Matthew 24:8 All these are the beginning of sorrows.

Matthew 24:8 Word Study on “sorrows” The Greek word ωδι ́ ν (G5604) means, “the pang or throe, especially of childbirth.” The Enhanced Strong says this word is used 4 times in the New Testament, being translated in the KJV as, “sorrow 2, pain 1, travail 1.”

Matthew 24:8 Comments - In other words, the events described in Matthew 24:4-7 will lead us up to the time of the Great Tribulation.

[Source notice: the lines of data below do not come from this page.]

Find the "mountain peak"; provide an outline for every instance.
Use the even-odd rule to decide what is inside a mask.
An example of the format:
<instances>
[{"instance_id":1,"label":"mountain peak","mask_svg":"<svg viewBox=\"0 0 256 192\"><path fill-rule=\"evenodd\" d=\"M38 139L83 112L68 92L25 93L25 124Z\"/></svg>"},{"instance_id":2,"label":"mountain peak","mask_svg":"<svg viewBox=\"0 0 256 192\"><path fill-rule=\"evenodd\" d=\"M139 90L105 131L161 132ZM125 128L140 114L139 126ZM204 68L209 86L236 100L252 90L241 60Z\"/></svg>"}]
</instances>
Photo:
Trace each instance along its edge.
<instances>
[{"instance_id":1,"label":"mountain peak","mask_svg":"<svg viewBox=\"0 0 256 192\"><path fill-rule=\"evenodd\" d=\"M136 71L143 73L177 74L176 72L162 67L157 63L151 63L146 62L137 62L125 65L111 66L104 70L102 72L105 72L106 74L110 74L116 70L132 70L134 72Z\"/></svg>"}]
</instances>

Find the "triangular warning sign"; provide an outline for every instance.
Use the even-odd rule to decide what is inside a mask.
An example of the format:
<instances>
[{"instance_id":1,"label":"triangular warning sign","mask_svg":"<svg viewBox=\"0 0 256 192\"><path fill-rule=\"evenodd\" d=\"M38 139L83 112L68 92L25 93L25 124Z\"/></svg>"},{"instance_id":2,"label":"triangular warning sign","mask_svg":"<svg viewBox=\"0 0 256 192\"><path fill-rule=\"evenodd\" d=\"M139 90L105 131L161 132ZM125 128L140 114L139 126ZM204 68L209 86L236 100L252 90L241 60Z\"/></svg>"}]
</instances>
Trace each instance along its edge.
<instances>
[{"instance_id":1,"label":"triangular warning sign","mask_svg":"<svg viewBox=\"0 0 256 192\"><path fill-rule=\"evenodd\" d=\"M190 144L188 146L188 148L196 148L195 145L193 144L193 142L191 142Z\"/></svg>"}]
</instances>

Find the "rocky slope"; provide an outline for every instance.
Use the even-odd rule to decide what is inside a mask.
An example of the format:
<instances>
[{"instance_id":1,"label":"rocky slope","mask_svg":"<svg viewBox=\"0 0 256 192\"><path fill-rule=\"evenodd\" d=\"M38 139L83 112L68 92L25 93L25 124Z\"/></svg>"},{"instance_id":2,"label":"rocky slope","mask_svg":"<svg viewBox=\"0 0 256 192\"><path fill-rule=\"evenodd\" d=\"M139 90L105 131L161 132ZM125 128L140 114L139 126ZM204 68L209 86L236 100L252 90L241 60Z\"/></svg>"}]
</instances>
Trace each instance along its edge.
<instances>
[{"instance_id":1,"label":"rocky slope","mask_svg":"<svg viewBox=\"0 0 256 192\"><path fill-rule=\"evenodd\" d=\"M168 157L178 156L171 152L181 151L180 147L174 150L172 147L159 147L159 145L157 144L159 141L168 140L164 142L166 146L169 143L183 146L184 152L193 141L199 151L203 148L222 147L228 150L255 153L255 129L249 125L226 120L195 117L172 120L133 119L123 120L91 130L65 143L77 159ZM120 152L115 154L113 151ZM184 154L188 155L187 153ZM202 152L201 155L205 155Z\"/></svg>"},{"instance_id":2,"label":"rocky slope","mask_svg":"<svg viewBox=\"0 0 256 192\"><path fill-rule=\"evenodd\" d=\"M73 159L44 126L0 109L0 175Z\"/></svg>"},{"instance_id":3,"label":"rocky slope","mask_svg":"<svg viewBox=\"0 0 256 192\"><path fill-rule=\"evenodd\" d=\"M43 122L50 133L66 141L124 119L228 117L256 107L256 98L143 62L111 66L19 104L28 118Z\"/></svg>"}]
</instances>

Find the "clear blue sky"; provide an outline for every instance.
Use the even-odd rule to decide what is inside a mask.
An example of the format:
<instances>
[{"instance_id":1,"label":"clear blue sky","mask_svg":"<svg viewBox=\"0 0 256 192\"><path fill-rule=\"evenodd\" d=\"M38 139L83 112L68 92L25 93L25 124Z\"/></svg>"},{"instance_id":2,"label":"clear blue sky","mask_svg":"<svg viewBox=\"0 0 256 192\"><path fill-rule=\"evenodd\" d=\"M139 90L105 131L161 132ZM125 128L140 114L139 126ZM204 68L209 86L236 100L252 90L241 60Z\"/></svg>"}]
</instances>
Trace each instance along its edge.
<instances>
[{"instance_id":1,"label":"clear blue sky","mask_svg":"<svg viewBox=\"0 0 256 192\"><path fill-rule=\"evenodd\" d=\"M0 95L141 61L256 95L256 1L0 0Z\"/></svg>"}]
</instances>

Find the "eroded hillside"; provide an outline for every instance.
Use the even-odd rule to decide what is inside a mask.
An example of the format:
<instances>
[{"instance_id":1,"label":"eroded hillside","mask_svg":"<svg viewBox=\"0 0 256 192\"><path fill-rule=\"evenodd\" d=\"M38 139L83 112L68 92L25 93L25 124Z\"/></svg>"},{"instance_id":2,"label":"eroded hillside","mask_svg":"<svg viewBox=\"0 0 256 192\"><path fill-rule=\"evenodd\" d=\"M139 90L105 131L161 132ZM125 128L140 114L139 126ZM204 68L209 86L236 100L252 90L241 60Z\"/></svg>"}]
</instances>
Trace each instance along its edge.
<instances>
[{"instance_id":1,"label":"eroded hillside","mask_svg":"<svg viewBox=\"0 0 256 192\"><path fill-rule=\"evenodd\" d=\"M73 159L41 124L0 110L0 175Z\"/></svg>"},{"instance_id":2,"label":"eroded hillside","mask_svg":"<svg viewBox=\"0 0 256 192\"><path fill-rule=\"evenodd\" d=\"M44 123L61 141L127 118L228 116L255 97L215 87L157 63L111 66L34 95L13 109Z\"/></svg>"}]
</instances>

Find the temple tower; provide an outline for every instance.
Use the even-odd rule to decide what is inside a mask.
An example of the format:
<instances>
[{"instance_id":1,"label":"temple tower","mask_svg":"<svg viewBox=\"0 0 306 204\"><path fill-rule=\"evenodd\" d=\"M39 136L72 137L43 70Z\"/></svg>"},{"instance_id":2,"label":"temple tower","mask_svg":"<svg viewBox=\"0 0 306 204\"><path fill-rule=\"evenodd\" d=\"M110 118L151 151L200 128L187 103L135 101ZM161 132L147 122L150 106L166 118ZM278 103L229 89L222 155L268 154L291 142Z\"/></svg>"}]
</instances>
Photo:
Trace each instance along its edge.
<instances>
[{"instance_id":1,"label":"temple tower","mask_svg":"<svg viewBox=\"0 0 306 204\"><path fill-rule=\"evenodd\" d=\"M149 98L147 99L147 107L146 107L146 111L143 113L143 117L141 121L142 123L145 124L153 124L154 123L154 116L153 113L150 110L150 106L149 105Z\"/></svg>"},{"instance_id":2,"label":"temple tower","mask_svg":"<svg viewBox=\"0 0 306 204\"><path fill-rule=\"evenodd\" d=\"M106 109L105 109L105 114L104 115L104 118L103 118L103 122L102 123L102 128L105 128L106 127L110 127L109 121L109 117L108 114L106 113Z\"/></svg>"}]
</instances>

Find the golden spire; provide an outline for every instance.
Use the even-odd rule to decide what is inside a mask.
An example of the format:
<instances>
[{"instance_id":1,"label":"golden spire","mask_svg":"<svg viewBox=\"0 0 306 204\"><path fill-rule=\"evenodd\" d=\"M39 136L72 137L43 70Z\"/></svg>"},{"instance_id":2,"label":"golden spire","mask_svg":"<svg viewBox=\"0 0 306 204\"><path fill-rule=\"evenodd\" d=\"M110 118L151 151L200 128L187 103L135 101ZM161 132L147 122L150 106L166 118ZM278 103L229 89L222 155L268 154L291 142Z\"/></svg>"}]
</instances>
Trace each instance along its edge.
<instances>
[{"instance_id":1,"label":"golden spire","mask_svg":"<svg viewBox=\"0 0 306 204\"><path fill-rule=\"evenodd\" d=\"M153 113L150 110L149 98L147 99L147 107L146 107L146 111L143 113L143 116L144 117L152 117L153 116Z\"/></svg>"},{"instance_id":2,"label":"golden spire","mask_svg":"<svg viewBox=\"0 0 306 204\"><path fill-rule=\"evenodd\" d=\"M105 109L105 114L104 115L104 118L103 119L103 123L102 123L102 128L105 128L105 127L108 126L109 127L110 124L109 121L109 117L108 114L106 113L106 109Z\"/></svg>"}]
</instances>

Matthew 24:8 tells us that Jesus’ Second Coming can be compared to a woman who is about to deliver a baby. When the time comes for the child’s birth, she will experience contractions. These contractions will begin to increase in intensity and in frequency. This is what we are seeing happening in the world today. Jesus listed these “birth pangs” in Matthew 24:5-7. Jesus says in Matthew 24:8 that these events are the beginning of sorrows, or birth pangs. We see an increase in the number and intensity of each one of these events. Thus, the birth pangs are listed as deception through false “messiahs,” wars, famines, and pestilences, and earthquakes in divers places.

Matthew 24:9 Then shall they deliver you up to be afflicted, and shall kill you: and ye shall be hated of all nations for my name's sake.

Matthew 24:10 And then shall many be offended, and shall betray one another, and shall hate one another.

Matthew 24:10 Comments - Those who are offended fall away and are led into sin (Mark 4:17).

Mark 4:17, “And have no root in themselves, and so endure but for a time: afterward, when affliction or persecution ariseth for the word's sake, immediately they are offended.”

Matthew 24:11 And many false prophets shall rise, and shall deceive many.

Matthew 24:11 Comments - The word “rise” suggests that false prophets will be in places of leadership and influence and recognition.

When men reject the Gospel as mentioned in the previous verses (Matthew 24:9-10), they open the door to deception by the devil. Paul tells the believers in Thessalonica that God will send strong delusion to those who reject the truth (2 Thessalonians 2:10-11).

2 Thessalonians 2:10-11, “And with all deceivableness of unrighteousness in them that perish; because they received not the love of the truth, that they might be saved. And for this cause God shall send them strong delusion, that they should believe a lie: That they all might be damned who believed not the truth, but had pleasure in unrighteousness.”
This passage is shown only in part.